遷延性ブラックアウト

北路 さうす

遷延性ブラックアウト

 猪川組は敵対する組の襲撃を受け、事務所半壊、死者3名の大きな被害を受けた。死んだ舎弟が身を挺して守ったおかげで、猪川組長はグレネードの爆風に吹き飛ばされたものの一命をとりとめた。

 翌日はどの新聞も今回の抗争を派手に書き立てていた。色とりどりの文字が躍るスポーツ紙を眺めながら渋い顔の男が一人。猪川組長である。

「しかし何度見てもこの紙面、灰色にしか見えないな」

 猪川は目頭を揉みながら、若頭の上浦に持っていたスポーツ紙を手渡す。猪川は、事務所が半壊する大爆発の中でもほぼ無傷で生き残っていた。しかし、なぜか視界がモノクロになっていたのだ。

「医者を呼べ」

 やってきた医者は、やくざ1本でここまでのし上がってきた男の鋭い眼光に、しどろもどろになりながら話す。

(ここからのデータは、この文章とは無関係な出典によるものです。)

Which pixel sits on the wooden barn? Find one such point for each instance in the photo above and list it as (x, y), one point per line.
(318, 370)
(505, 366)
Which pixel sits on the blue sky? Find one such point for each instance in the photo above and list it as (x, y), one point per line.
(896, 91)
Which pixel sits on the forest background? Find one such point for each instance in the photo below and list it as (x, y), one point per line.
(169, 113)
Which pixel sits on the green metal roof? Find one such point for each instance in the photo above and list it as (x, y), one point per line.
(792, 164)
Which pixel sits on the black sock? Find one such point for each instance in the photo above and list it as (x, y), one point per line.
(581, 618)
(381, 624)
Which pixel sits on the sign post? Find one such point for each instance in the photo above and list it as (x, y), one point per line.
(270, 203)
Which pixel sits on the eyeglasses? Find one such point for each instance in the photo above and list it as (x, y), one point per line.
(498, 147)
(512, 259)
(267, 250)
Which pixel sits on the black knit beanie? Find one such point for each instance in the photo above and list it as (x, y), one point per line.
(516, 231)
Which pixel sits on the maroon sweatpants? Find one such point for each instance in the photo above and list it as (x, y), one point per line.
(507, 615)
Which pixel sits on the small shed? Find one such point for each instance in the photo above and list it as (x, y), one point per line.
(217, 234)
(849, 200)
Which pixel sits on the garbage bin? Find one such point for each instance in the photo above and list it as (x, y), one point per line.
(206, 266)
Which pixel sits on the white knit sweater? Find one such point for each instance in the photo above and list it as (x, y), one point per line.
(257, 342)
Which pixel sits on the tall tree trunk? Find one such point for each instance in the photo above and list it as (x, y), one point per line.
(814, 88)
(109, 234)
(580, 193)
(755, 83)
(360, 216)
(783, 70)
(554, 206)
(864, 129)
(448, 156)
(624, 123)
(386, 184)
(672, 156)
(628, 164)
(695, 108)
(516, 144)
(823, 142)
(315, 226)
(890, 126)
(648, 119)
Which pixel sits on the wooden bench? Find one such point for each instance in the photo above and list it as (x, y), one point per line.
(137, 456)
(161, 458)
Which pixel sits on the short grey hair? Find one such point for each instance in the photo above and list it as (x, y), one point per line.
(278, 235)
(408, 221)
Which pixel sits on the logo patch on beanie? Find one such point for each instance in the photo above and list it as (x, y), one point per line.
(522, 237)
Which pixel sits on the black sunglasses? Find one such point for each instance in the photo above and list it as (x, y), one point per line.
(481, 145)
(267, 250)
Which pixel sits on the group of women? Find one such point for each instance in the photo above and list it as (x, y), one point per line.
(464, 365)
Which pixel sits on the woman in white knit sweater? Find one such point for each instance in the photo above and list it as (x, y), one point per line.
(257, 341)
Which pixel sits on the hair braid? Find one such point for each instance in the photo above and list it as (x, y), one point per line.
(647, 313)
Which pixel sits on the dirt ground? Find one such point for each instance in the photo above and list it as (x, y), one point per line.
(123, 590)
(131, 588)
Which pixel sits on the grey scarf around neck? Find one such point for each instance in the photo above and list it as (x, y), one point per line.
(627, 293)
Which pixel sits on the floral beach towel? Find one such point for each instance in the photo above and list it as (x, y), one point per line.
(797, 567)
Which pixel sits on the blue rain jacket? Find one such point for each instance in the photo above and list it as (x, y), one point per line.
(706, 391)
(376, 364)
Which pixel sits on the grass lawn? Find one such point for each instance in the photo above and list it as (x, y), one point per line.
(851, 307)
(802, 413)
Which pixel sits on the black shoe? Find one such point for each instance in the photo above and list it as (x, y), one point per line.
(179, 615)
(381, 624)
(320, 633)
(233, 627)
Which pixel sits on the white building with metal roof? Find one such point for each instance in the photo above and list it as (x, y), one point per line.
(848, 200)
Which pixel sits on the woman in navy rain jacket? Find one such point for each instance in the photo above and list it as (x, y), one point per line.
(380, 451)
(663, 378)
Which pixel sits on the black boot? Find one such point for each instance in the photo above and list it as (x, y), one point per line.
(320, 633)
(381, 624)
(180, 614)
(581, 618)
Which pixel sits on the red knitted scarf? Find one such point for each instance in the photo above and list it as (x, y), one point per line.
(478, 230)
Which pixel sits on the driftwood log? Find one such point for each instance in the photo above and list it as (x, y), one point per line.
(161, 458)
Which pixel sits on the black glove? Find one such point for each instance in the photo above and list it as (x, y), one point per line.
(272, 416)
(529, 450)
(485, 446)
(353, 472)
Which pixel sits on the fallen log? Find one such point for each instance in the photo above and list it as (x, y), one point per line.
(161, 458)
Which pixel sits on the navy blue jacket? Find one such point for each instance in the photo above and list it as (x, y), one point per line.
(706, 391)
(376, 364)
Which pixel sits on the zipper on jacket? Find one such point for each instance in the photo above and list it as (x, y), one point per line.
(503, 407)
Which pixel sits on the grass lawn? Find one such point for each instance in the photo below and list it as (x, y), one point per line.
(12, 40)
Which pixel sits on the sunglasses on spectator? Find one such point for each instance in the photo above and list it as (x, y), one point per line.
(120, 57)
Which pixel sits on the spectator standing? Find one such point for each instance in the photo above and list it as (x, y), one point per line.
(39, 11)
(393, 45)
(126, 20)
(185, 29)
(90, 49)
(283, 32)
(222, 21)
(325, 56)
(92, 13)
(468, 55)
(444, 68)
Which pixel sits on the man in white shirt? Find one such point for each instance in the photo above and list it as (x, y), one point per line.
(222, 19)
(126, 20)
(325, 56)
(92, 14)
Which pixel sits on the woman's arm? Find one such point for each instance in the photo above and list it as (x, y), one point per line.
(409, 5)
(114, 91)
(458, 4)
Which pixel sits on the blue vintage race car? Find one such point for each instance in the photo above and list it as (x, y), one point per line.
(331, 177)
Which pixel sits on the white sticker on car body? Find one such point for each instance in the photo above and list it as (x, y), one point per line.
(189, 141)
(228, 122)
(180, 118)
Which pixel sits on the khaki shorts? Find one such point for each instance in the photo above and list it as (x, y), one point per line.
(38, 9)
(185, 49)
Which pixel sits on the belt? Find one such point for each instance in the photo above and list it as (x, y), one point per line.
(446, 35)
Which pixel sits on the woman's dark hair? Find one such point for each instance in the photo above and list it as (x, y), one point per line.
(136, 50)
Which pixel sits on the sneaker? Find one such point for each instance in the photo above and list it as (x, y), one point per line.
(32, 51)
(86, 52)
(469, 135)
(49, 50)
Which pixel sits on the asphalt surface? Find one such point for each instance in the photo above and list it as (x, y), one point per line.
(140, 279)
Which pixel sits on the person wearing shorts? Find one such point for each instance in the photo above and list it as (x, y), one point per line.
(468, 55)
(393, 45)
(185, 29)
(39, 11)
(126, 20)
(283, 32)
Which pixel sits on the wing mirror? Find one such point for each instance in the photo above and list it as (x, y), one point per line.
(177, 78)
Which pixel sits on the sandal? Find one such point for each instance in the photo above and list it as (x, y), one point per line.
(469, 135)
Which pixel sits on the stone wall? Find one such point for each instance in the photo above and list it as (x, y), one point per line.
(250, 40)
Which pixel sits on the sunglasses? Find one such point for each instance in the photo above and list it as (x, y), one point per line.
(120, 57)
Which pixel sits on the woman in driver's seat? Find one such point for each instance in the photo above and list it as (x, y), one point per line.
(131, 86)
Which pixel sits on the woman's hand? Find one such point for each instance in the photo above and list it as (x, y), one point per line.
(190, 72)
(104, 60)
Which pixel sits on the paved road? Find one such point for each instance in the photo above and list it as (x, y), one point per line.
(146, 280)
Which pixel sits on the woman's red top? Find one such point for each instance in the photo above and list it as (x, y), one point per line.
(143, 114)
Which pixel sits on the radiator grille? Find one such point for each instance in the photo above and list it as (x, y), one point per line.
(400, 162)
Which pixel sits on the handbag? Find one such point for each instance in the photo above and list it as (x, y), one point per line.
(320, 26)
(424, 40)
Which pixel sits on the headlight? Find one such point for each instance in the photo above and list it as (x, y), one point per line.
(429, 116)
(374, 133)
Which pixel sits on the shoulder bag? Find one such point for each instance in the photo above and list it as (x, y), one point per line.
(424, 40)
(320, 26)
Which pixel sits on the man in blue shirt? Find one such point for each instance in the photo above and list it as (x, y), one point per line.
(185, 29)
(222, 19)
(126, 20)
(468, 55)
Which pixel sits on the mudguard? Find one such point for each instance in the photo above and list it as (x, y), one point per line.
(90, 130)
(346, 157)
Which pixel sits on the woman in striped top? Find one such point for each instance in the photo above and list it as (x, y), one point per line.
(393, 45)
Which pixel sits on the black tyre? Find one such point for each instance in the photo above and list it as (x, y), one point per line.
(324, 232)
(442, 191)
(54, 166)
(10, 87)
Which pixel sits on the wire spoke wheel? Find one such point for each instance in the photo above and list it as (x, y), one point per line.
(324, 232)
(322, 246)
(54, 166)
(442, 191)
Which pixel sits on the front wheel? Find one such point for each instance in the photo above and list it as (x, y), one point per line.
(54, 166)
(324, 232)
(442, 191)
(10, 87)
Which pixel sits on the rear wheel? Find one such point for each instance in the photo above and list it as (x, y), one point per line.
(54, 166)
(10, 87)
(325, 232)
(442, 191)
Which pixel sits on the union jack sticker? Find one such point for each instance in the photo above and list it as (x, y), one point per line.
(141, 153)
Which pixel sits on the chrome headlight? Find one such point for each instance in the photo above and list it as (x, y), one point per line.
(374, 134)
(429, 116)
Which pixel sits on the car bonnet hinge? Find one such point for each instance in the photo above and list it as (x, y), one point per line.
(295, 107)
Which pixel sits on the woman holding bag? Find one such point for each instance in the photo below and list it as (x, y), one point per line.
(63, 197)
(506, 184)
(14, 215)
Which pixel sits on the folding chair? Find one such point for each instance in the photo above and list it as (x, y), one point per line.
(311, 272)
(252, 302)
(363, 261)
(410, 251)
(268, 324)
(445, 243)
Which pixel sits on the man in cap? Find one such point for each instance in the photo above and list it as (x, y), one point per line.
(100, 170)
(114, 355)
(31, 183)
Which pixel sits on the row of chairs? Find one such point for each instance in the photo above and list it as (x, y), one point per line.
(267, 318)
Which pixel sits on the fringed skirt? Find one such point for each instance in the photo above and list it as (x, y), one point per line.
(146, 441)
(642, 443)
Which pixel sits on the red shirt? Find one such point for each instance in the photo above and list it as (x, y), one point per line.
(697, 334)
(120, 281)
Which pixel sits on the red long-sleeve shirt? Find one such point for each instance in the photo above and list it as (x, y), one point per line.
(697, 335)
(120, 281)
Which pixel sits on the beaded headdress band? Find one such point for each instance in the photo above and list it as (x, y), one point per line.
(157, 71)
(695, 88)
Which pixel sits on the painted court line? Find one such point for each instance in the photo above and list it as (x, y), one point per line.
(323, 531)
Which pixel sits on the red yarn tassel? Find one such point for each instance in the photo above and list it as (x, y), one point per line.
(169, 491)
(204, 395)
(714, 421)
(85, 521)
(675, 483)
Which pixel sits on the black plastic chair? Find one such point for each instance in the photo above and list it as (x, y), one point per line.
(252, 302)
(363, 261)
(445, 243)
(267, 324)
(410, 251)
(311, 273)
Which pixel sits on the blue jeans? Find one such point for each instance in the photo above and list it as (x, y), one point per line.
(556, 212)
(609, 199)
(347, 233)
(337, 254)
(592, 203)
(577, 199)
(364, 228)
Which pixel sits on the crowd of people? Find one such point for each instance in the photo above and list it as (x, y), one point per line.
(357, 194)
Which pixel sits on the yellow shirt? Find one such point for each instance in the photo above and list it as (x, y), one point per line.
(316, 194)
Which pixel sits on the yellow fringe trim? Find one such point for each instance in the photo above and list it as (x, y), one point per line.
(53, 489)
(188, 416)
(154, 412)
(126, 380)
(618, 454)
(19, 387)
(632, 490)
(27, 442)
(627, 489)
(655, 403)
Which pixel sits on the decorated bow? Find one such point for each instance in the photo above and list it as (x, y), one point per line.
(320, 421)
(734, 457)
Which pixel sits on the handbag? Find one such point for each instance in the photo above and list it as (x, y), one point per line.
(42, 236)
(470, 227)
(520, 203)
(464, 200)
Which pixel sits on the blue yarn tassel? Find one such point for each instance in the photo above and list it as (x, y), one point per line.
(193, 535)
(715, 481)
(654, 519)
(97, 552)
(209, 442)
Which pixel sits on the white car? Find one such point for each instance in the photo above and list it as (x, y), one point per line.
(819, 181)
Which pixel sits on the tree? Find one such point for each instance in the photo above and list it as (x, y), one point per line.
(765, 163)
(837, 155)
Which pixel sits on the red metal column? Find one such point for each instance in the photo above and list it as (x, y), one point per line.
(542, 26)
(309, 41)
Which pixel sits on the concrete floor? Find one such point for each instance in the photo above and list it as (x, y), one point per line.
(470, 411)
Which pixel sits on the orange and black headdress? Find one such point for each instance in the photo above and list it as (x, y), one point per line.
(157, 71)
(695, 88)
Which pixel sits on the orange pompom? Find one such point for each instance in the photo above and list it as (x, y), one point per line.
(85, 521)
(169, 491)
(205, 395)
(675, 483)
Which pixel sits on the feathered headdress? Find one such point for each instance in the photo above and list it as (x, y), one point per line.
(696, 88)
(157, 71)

「昨日、猪川組長が運ばれてきて色々検査をしましたが、全身に擦り傷があるだけで大きなけがはありません。脳や目の検査もしましたが、異常ありませんでした」

「じゃあこの視界はなんだ」

「猪川組長は現在、受けたダメージを徐々に回復している途中にあります。端的に言うと、今の猪川組長は、ちょっとした攻撃で死んでしまいます」

「は?」

 突拍子もなく死を宣告され、猪川は間抜けな声を上げた。

「猪川組長の視界が回復するまで、ちょっとした攻撃を受けると、今回の抗争で受けたであろう衝撃が一気に体に降りかかってきます。あの爆発をうけてここまで無傷なはずないんですよ。あなたをかばった組員たち、ひき肉になってたでしょう?」

 医者の仮説を一通り聞いた猪川はショックのあまり言葉が出なくなっていた。見た目に反して、かなり神経質で繊細な男なのだ。そしてそのまま、ゆっくりとベッドに倒れこんだ。

「組長、組長!」

静かになった猪川を心配した医者と上浦は、彼の顔をのぞき込んで慌て始めた。攻撃はなにも直接的じゃなくてもよかったようだ。ショックを受けた猪川は、そのまま視界が真っ暗になり死んでしまった。